There were no signs anyone was injured or that any of the protesters were detained by police. Demonstrators have been camped in the central square for days to highlight their opposition to the government's handling of a Canadian firm's mining contract. They plan to take "extreme action" if their demands are not met by April 18, said S. Ganbaatar, an environmental activist with the Radical Reform Movement, one of several civic groups claiming to represent the poor and unemployed.
Those groups are demanding that the government resign if it cannot negotiate favorable terms from Ivanhoe Mines Ltd. over the Vancouver , British Columbia registered-company's concession to mine a huge copper deposit in the southern Gobi region. In particular, the protesters want Mongolia to retain 51 percent ownership of the mine. Their rivals, members of nationalist groups and student organizations, many of them wearing blue scarves symbolizing Mongolian patriotism, say they favor political stability.
"Do not push the country into anarchy!" they shouted as they marched toward the central square. "Let's sit down and talk," they said. Some 500 police and troops were guarding Government House, the main government headquarters and legislature which is adjacent to the central square.
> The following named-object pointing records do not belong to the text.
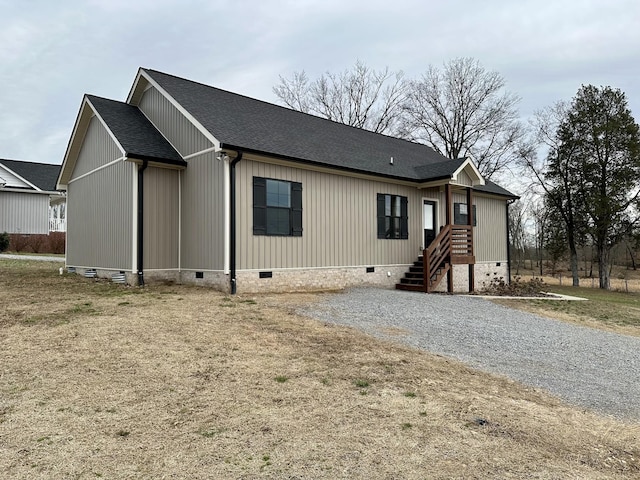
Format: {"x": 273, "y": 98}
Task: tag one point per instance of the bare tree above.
{"x": 463, "y": 111}
{"x": 361, "y": 97}
{"x": 559, "y": 195}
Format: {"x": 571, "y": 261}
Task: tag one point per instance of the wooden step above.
{"x": 410, "y": 287}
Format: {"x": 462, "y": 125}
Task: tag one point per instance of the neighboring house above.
{"x": 189, "y": 183}
{"x": 29, "y": 202}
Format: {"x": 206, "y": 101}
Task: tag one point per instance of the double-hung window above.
{"x": 392, "y": 216}
{"x": 277, "y": 207}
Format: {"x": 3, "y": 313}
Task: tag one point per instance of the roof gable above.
{"x": 133, "y": 131}
{"x": 36, "y": 176}
{"x": 253, "y": 125}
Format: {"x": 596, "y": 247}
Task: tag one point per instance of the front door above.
{"x": 430, "y": 221}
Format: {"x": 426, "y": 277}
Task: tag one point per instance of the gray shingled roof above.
{"x": 254, "y": 125}
{"x": 139, "y": 138}
{"x": 42, "y": 175}
{"x": 240, "y": 122}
Police were checking vehicles near the square to prevent protesters from bringing in more materials to build tents and traditional-style huts called ger, trying to limit the growth of a tent camp erected in the central square by the protesters. The protests are a challenge to a parliamentary government installed less than three months ago and to President Nambaryn Enkhbayar, who has been criticized for not remedying corruption and poverty in the resource-rich but impoverished country.
Ivanhoe currently holds a long-term mining license for the site, known as Oyu Tolgoi, or "Turquoise Hill," and is negotiating the terms for development as part of a "stability agreement" with the government. There have been no accusations that Ivanhoe has acted improperly in the project. The company has defended itself, saying its investment helps boost the Mongolian economy, reports the AP.